Rammer Jammer, UA’s campus magazine from the 1920s to the 1950s, often featured cover art that was surprisingly risqué for the time. Or was it?
I think we tend to see 1920s-1940s through the lens of the 1950s, with its heavily censored films (see “The Hays Code” at TV Tropes) and horribly wholesome television shows like Leave It to Beaver and Father Knows Best. We forget how much the early days of movies and television could be a bit like the wild west.
For example, a lot of people could tell you that, during the 1951-1957 run of I Love Lucy, Ricky and Lucy couldn’t sleep in the same bed or use the word “pregnant.” The fact that she was actually shown to be “expecting” was pretty daring. But I bet you didn’t know that the first show to depict a pregnancy, not to mention a couple that shared a bed, was before that — on Mary Kay and Johnny, in the late 1940s, a show now lost to history.

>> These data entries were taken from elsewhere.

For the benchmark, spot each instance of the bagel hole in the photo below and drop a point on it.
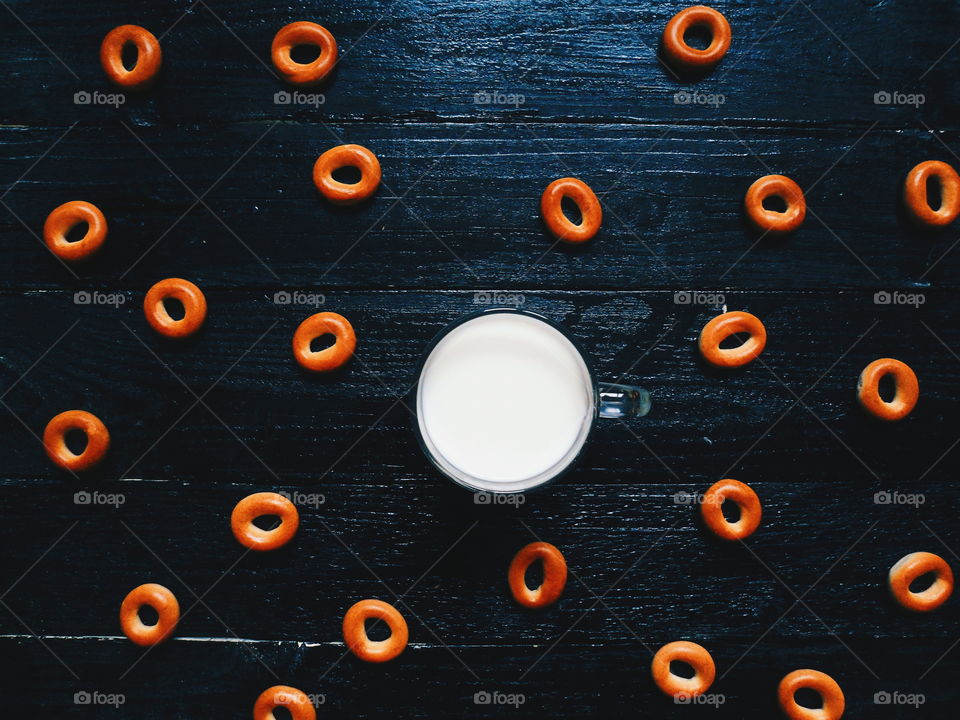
(774, 203)
(348, 175)
(267, 522)
(571, 210)
(533, 575)
(174, 308)
(77, 232)
(924, 582)
(887, 388)
(698, 36)
(730, 510)
(377, 630)
(148, 615)
(129, 54)
(808, 698)
(305, 54)
(322, 342)
(76, 440)
(934, 192)
(734, 340)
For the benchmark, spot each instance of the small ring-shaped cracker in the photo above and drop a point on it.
(554, 575)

The 1940s are a confusing period to talk about. Sure, Hollywood movies weren’t allowed to show too much skin or bad guys getting away with their crimes, but it was also the period of bombshells like Mae West, Jean Harlow, and Veronica Lake. Perhaps it had to do with the uncertainty of WWII (1939-1945) or the end of the Great Depression. Or perhaps there was nothing odd about it at all; it just looks that way in hindsight, after the 1950s. Of course, it’s also possible we’re stereotyping the 1950s, too.

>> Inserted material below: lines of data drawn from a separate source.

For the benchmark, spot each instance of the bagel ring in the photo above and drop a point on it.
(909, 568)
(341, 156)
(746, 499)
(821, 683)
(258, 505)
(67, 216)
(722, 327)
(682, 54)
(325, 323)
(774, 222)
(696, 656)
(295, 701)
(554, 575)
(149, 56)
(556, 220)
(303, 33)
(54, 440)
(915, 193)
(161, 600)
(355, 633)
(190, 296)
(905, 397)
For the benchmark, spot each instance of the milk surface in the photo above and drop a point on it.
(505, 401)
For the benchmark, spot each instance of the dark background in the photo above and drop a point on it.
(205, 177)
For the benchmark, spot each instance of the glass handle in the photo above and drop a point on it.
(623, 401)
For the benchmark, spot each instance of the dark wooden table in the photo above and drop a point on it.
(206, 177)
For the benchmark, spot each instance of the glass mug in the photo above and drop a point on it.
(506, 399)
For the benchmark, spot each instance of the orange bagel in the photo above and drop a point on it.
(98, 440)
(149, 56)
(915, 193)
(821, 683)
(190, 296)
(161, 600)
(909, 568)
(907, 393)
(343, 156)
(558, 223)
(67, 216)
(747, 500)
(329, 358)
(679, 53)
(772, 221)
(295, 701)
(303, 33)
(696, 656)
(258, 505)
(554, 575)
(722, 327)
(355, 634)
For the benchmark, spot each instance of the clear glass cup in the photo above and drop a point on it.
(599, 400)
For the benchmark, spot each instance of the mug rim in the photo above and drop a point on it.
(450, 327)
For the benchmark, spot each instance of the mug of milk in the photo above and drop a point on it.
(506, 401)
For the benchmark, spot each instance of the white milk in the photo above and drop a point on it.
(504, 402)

What’s certain: Rammer Jammer cover art usually echoes the trends of the era, especially in the depiction of the female form.
Before WWI, there was the Gibson Girl, created by Charles Dana Gibson.
She was a species of the New Woman, and she was a bit controversial (see “The Gibson Girls: The Kardashians of the Early 1900s” at mental_floss), but pop culture hadn’t seen anything yet.
The 1920s flapper was a new breed. Jazz Age illustrators like Russell Patterson and John Held Jr. immortalized these more daring women of the Roaring Twenties, often in an Art Deco kind of style. Their kin can be found on the 1920s covers of Rammer Jammer, beginning at its inception in 1925. Click on any image below to see a larger version.
If you’ve ever seen calendars that feature stylized illustrations of scantily clad pinups girls, like those of Alberto Vargas or Gil Elvgren, you maybe won’t be too shocked by the Rammer Jammer covers of the 1930s. Early in the decade, they seem to ride the line between being provocative and being realistic, depicting students in anything from modest long skirts to clinging gowns and underclothes. Later, they point to the movement toward head shots.
The 1940s see a transition to using photographs of real women rather than illustrations. Though the Vargas Girls and Elvgren Girls still held some sway, the Rammer Jammer staff still seems a bit torn between the modest co-ed (1940-1046) and the more provocative “Sweater Girl” (1947-1949).
Rammer Jammer ended its run in 1956. Before it did, it put out lots of pinup-style photos. On the October 1951 cover (below), the photograph is actually being tacked up onto the wall by an illustrated male student. There were girls as sweet as Betty Grable or as saucy as Bettie Page, whether in photos or drawings. Certainly changes my opinion of the supposedly bland, conservative 1950s!